GC13E-0695:
Evaluating glacier volume changes since the Little Ice Age maximum and consequences for stream flow by integrating models of glacier flow and hydrology in the Cordillera Blanca, Peru

Monday, 15 December 2014
Kyung In Huh, Ohio State University-Byrd Polar Research Center, Columbus, OH, United States, Bryan G Mark, OSU-Byrd Polar Rsrch Ctr, Columbus, OH, United States, Michel Baraer, Ecole de Technologie Superieur, Montreal, QC, Canada and Yushin Ahn, Michigan Technological University, school of technology, Houghton, MI, United States
Abstract:
Assessing the historical contribution of glacier ice volume loss to stream flow based on reconstructed volume changes through Little Ice Age (LIA) can be directly related to the understanding of glacier-hydrology in the current epoch of rapid glacier ice loss that has disquieting implications for water resources in the Cordillera Blanca of the Peruvian Andes. However, the accurate prediction of the future glacial meltwater availability for the increasing regional Andean society needs more extensive quantitative estimation from long-term glacial meltwater of reconstructed glacial volume.

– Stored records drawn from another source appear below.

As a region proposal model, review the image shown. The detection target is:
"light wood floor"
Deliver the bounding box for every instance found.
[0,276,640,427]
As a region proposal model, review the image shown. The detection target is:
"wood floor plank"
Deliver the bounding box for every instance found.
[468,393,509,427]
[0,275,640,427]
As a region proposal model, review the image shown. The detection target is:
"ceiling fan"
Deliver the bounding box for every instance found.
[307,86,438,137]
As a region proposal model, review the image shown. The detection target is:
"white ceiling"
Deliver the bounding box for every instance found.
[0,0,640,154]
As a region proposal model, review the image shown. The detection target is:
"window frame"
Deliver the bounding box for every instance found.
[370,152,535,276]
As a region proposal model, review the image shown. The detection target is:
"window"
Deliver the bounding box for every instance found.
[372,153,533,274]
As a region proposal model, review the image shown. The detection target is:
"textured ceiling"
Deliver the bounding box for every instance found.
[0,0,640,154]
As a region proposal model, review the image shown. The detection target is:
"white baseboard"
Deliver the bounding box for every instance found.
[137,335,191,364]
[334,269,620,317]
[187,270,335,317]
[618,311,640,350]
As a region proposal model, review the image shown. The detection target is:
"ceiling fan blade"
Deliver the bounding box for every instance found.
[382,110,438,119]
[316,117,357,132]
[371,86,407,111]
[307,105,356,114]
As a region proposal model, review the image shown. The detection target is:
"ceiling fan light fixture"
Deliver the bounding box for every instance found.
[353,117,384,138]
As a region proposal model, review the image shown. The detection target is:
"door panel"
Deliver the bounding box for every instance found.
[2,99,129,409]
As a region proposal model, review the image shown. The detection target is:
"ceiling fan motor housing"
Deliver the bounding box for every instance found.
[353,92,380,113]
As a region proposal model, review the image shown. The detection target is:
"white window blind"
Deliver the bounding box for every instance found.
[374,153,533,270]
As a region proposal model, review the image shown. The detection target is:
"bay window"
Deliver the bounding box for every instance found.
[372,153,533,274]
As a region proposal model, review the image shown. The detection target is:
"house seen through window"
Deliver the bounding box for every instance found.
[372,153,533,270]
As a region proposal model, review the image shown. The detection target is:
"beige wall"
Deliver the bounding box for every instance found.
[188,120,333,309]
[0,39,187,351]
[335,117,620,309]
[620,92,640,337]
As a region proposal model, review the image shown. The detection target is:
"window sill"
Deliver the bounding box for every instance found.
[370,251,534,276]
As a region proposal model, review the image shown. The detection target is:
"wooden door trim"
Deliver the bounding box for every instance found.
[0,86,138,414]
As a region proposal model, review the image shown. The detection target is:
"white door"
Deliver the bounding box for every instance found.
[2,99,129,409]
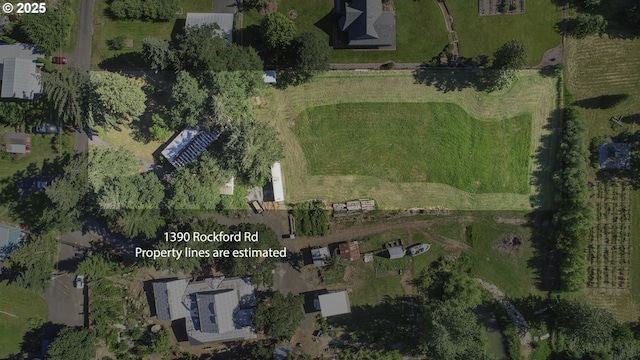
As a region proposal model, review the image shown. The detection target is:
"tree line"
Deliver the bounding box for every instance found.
[553,102,594,291]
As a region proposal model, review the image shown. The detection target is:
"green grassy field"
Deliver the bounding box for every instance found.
[0,282,48,358]
[566,36,640,321]
[257,71,556,210]
[293,103,531,194]
[447,0,562,66]
[0,128,73,178]
[243,0,449,63]
[91,0,212,68]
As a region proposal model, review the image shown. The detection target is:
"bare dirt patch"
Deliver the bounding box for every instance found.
[496,234,522,253]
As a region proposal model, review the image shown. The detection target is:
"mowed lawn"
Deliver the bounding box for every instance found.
[447,0,562,66]
[0,281,48,358]
[293,103,531,194]
[236,0,449,63]
[91,0,213,67]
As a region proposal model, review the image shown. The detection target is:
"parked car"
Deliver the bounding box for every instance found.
[35,124,60,134]
[75,275,84,289]
[51,56,67,65]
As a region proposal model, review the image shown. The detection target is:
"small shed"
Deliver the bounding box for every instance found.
[598,142,631,170]
[318,290,351,317]
[0,224,24,260]
[311,247,331,267]
[271,162,284,202]
[262,70,277,84]
[387,246,406,259]
[4,133,31,154]
[220,176,235,195]
[338,241,360,261]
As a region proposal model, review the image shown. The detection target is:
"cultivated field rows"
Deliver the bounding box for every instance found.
[258,71,556,210]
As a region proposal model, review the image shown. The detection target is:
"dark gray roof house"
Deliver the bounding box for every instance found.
[334,0,396,48]
[153,277,256,345]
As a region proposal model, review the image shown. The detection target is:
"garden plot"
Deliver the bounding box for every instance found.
[586,181,631,290]
[478,0,524,16]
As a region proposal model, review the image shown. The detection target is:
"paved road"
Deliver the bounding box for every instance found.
[213,0,238,14]
[73,0,95,70]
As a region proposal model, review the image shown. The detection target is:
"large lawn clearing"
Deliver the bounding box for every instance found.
[91,0,212,67]
[257,71,557,210]
[238,0,449,63]
[293,103,531,194]
[566,36,640,137]
[0,281,48,358]
[447,0,562,66]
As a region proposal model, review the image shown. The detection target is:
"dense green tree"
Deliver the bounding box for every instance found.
[42,69,93,128]
[291,31,329,82]
[555,300,617,357]
[47,326,97,360]
[260,12,297,52]
[572,14,607,39]
[253,291,304,341]
[98,173,164,238]
[88,71,147,127]
[142,37,174,72]
[18,0,73,54]
[168,71,209,129]
[43,155,89,232]
[7,232,59,290]
[554,107,594,291]
[82,146,142,194]
[167,154,231,212]
[109,0,181,22]
[223,120,283,185]
[418,302,489,359]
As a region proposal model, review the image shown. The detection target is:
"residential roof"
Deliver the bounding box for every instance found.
[311,247,331,267]
[387,246,406,259]
[338,241,360,261]
[185,13,233,42]
[153,277,256,345]
[598,142,631,170]
[220,176,235,195]
[4,132,31,154]
[271,162,284,201]
[335,0,396,47]
[318,291,351,317]
[162,128,220,168]
[0,224,24,253]
[0,58,42,100]
[262,70,277,84]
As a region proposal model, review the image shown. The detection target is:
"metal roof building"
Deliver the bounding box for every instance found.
[318,291,351,317]
[271,162,284,202]
[184,13,233,42]
[0,43,45,100]
[162,128,220,169]
[153,277,256,345]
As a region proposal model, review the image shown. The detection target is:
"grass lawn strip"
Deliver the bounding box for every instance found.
[257,71,555,210]
[0,281,48,358]
[241,0,449,63]
[447,0,562,66]
[293,103,531,194]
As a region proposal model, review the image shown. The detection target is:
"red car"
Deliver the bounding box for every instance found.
[51,56,67,64]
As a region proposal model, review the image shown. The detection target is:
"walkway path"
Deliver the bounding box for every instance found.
[476,279,533,357]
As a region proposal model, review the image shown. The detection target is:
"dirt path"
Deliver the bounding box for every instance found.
[436,1,460,59]
[476,279,533,357]
[281,216,474,251]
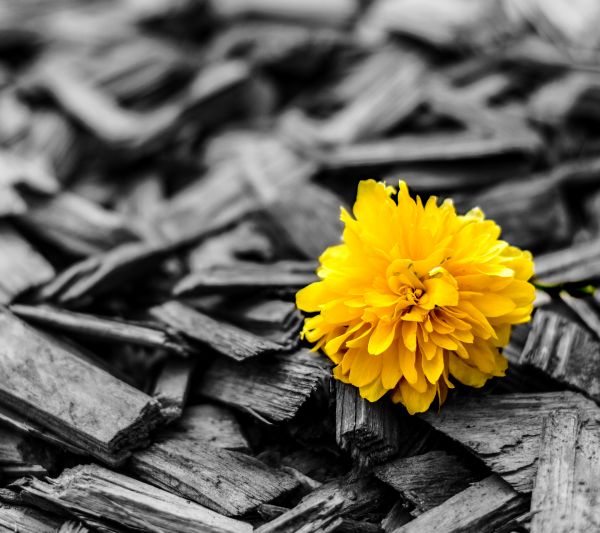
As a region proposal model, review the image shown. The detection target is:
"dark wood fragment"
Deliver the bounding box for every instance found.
[374,451,478,516]
[18,465,252,533]
[518,308,600,401]
[0,310,159,465]
[0,504,64,533]
[10,304,191,356]
[531,409,580,533]
[130,432,298,516]
[39,242,172,303]
[175,404,250,452]
[395,475,528,533]
[0,221,54,305]
[420,391,600,490]
[173,261,319,296]
[150,300,287,361]
[255,477,385,533]
[152,359,196,423]
[335,382,401,465]
[195,349,330,422]
[19,192,139,256]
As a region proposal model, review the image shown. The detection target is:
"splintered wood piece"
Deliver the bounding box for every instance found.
[518,308,600,401]
[39,242,171,303]
[0,224,54,304]
[374,451,477,516]
[266,183,344,260]
[335,382,400,465]
[17,465,252,533]
[0,503,63,533]
[469,176,573,249]
[173,261,319,296]
[174,404,250,452]
[130,432,298,516]
[0,309,160,465]
[420,391,600,492]
[535,238,600,283]
[322,131,541,169]
[394,475,528,533]
[10,304,190,356]
[19,192,139,256]
[152,359,196,423]
[150,300,287,361]
[531,409,580,533]
[255,477,392,533]
[196,349,330,422]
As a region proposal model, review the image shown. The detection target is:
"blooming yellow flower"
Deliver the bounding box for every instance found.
[296,180,534,414]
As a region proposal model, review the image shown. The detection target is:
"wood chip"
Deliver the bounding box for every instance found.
[10,304,191,356]
[421,391,600,492]
[195,349,330,422]
[129,432,298,516]
[150,300,287,361]
[394,475,528,533]
[255,477,385,533]
[0,310,159,465]
[175,404,250,453]
[173,261,318,297]
[152,358,196,423]
[374,451,478,516]
[0,222,54,305]
[518,308,600,401]
[335,383,401,465]
[14,465,252,533]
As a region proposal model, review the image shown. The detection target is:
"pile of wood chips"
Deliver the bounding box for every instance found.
[0,0,600,533]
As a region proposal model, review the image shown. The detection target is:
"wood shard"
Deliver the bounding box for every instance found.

Modeling LIA paleoglaciers using a cellular automata glacier flow model in different catchments of the Cordillera Blanca allows us to reconstruct glacier volume and its change from likely combinations of climatic control variables and time.

We compute the rate and magnitude of glacier volume changes for Yanamarey and Queshque glaciers between the LIA and modern defined by 2011 Advanced Spaceborne Thermal Emission and Reflection Radiometer (ASTER) Global Digital Elevation Model Version 2 (GDEM V2) from the Cordillera Blanca.

Also, we employ a recently demonstrated hydrological stream model (Baraer et al., 2012) for integrating the reconstructed glacier volume and its change to calculate glacier contribution to meltwater runoff as a function of glacier loss rate in the Yanamarey and the Queshque catchments, and reconstruct long-term glacier significance to stream flow.